The gatekeeper for alcohol-beverage ads and related promotional materials, including labels, is the federal government's Alcohol & Tobacco Tax and Trade Bureau (TTB). It used to be that gaining TTB (or its predecessor agency's) approval for alcohol-beverage ads meant meeting pretty strict, carefully laid out guidelines. But something seems to have changed.
Last year, Slate.com castigated sexist craft-beer names--"Raging Bitch" and "Panty Dropper," for example--that would never have passed muster with federal regulators in the past. Similarly, two years back we called out a host of questionable craft-beer labels.
Labels are one thing, television ads for alcohol are quite another. High on the list (no pun intended) of restrictions on alcohol-beverage advertising was a total ban on glamorizing "alcohol-effect." However appealing and effective it might be as a marketing gambit to entice new drinkers--especially young new drinkers--brands were banned from overtly celebrating the effects of alcohol-content on television.
Let's say a brand is out to reel in those new drinkers, what effects of alcohol might it try dramatizing? What about the buzz-y sensation that you've suddenly become a much better dancer? What about replacing reality with seeing things in bright and vibrant colors? What about hallucinations like statues appearing to come to life? What about experiencing a tranquil gathering descend into "bustin' loose?"

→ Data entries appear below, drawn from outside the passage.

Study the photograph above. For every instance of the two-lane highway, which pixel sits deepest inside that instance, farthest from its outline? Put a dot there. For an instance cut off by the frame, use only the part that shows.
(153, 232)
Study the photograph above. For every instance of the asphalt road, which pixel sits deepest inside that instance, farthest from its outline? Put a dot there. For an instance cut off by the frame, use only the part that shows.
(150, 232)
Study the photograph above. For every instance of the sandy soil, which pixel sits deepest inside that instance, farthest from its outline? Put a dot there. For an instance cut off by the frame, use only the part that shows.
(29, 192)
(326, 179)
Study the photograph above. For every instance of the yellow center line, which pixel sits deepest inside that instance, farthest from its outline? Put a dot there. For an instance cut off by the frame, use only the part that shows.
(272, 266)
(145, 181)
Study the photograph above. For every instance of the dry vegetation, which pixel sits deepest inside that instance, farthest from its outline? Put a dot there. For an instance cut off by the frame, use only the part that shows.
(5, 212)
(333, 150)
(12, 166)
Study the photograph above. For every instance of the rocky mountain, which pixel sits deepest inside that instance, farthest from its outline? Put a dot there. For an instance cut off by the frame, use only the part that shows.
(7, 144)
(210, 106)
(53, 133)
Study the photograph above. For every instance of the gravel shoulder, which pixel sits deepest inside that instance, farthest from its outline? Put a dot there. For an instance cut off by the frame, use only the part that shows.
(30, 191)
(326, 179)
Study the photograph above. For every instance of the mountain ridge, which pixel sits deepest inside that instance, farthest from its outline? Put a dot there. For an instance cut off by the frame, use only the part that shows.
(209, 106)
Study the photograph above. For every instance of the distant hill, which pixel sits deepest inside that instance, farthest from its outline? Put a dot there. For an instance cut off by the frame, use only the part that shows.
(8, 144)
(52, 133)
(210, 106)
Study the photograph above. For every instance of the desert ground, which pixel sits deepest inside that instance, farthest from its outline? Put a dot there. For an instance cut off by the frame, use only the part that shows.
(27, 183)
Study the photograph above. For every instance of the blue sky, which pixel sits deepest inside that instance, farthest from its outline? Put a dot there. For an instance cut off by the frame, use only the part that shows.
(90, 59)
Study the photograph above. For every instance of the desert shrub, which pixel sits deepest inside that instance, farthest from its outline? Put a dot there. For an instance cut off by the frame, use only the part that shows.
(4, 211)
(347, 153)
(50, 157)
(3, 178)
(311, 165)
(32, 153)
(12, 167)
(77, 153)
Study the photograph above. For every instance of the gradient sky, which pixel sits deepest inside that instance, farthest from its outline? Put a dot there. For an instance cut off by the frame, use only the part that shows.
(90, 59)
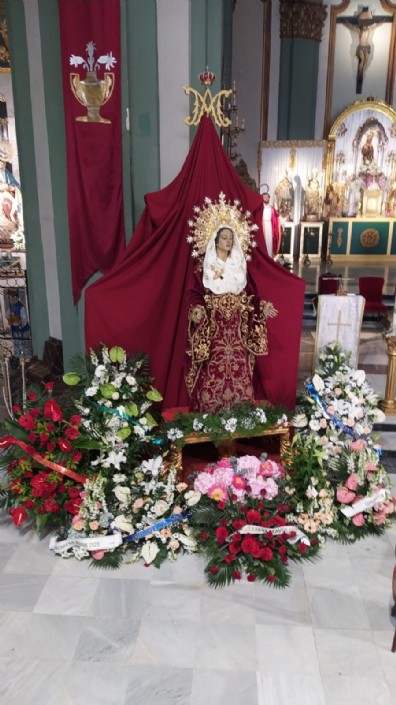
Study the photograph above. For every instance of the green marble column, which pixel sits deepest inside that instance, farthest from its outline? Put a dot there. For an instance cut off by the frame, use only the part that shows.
(301, 34)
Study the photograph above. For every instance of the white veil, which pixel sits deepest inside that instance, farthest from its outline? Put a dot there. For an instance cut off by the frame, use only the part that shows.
(227, 277)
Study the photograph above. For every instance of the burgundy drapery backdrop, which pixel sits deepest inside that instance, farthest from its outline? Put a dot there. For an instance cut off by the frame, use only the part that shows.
(94, 166)
(142, 303)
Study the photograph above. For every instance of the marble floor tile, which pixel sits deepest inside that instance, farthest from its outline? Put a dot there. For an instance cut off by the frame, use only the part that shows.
(158, 686)
(286, 649)
(234, 605)
(39, 636)
(166, 643)
(291, 689)
(211, 687)
(357, 690)
(169, 600)
(284, 607)
(107, 639)
(32, 681)
(338, 609)
(20, 593)
(383, 641)
(97, 683)
(347, 652)
(27, 558)
(226, 647)
(64, 595)
(6, 551)
(119, 598)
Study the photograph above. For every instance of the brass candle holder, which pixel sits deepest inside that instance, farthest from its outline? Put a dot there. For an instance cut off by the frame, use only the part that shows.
(388, 405)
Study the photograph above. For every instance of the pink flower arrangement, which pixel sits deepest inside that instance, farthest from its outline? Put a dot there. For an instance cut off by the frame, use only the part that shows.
(240, 477)
(239, 527)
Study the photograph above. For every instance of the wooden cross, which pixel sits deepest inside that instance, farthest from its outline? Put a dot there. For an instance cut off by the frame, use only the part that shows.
(339, 325)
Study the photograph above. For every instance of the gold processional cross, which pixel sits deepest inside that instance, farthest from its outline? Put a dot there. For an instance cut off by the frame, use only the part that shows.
(339, 326)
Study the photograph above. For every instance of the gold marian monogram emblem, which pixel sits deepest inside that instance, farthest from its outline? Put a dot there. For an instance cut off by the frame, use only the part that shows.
(208, 104)
(92, 92)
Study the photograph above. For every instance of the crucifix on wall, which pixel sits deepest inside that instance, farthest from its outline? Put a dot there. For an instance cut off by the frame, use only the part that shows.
(364, 25)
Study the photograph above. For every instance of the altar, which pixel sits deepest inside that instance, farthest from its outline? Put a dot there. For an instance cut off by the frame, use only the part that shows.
(362, 238)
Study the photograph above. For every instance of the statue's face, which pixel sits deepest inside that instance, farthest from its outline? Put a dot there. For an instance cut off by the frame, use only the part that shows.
(224, 240)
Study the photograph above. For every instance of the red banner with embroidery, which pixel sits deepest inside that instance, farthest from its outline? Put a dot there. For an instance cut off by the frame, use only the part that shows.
(11, 440)
(91, 61)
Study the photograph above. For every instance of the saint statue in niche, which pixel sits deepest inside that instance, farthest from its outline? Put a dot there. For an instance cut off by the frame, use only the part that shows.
(368, 149)
(284, 197)
(363, 24)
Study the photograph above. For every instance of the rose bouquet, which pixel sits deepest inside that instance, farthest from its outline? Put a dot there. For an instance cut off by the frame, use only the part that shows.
(44, 460)
(115, 401)
(364, 503)
(240, 525)
(339, 405)
(310, 493)
(142, 515)
(244, 419)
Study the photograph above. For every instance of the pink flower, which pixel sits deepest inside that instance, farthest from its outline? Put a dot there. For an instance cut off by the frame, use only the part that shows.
(352, 481)
(344, 495)
(218, 493)
(359, 445)
(358, 519)
(248, 462)
(238, 482)
(389, 507)
(379, 518)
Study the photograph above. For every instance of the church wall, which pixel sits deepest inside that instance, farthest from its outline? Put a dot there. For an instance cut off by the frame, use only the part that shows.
(37, 89)
(173, 73)
(24, 106)
(141, 143)
(247, 72)
(165, 45)
(297, 89)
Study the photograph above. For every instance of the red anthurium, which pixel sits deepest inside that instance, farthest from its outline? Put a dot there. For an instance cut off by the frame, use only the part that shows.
(52, 410)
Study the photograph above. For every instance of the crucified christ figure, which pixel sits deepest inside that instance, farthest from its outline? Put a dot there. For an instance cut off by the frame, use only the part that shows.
(363, 24)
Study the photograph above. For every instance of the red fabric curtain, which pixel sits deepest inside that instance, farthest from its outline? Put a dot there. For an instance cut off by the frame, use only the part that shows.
(94, 167)
(142, 303)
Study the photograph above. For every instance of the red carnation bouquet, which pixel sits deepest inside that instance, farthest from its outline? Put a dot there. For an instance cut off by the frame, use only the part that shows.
(240, 523)
(42, 456)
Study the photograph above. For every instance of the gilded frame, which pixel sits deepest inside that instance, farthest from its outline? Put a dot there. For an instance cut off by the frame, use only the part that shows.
(358, 106)
(335, 11)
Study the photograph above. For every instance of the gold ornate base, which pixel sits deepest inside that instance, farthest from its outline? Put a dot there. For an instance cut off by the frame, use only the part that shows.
(388, 407)
(87, 118)
(227, 448)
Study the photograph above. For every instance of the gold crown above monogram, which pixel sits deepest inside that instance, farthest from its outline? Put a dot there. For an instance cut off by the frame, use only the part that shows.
(214, 215)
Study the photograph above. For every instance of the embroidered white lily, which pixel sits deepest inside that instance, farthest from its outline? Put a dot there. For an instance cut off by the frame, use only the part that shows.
(149, 551)
(115, 459)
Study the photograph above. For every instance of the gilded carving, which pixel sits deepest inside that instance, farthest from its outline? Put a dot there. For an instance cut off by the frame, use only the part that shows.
(369, 237)
(303, 20)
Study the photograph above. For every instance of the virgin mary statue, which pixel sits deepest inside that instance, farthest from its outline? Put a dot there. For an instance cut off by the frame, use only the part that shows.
(227, 322)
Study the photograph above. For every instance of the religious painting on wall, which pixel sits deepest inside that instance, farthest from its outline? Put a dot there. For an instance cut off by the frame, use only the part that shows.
(294, 172)
(361, 169)
(361, 55)
(5, 61)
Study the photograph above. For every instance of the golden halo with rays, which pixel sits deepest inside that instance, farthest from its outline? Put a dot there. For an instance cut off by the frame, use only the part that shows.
(7, 151)
(220, 214)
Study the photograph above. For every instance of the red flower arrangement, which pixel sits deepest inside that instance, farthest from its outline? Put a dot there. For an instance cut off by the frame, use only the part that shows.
(42, 455)
(240, 525)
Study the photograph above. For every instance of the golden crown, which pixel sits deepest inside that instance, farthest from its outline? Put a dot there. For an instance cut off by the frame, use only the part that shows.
(214, 215)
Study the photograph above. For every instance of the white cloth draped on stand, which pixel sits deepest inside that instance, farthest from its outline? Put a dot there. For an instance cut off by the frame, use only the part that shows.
(339, 320)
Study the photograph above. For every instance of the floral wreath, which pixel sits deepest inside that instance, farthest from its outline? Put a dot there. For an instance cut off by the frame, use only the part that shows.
(221, 214)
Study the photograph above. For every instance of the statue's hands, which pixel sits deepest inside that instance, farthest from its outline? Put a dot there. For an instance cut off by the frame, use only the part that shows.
(197, 313)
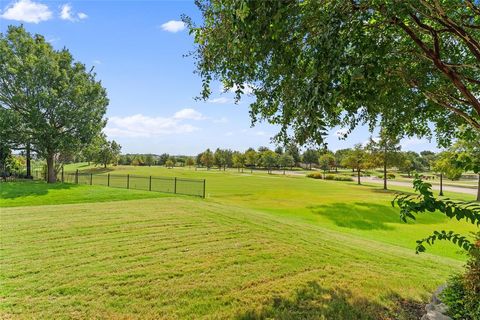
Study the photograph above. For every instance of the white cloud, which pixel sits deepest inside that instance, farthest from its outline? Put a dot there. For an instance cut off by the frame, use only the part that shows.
(220, 100)
(27, 11)
(173, 26)
(66, 13)
(188, 113)
(139, 125)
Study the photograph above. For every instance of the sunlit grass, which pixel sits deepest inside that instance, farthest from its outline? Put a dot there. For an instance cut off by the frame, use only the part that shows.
(260, 246)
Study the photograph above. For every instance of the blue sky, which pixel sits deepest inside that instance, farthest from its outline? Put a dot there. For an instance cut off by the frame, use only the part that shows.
(137, 49)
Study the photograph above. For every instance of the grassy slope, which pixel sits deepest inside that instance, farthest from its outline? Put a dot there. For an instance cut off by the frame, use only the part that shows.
(39, 193)
(189, 258)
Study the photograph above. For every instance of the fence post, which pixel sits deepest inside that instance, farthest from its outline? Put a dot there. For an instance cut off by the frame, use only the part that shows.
(204, 181)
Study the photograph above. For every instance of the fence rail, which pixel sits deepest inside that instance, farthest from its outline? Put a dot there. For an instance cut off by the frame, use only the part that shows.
(190, 187)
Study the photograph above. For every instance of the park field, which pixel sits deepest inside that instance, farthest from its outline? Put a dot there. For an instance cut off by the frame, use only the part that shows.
(258, 247)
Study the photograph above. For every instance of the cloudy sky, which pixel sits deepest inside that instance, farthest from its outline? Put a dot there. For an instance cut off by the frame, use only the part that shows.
(137, 49)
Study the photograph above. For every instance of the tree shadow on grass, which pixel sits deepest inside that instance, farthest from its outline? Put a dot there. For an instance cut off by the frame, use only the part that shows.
(367, 216)
(314, 302)
(12, 190)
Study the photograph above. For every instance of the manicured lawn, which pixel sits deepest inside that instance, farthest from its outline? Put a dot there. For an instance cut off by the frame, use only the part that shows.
(260, 246)
(189, 258)
(39, 193)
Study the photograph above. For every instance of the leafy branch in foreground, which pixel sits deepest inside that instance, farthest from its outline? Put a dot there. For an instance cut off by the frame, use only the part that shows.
(411, 204)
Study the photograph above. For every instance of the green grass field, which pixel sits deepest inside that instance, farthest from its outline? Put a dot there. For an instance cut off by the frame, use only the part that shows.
(260, 246)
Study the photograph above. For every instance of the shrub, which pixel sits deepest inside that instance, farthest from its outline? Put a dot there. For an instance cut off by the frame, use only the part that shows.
(315, 175)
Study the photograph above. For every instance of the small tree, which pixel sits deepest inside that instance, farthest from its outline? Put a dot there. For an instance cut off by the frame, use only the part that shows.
(285, 161)
(357, 159)
(58, 101)
(169, 164)
(269, 160)
(326, 161)
(190, 161)
(384, 152)
(149, 160)
(106, 152)
(445, 166)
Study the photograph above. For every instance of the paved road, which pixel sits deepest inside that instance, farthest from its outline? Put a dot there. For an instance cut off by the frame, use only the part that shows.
(434, 186)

Every one of these can be an alcohol-effect.
So, what about an alcohol ad that celebrates every one of these altered states, occasioned by the pop of a top, and a pour over ice?
Indeed, it could be argued that the Bud Light marketing brain trust "went to school" on a smaller, but no less determined an alcohol marketer. See if you can spot any "bustin' loose" alcohol-effect selling going on in this long-form ad.
Heck, it'd be almost impossible not to.
But should they be selling alcohol-effect at all?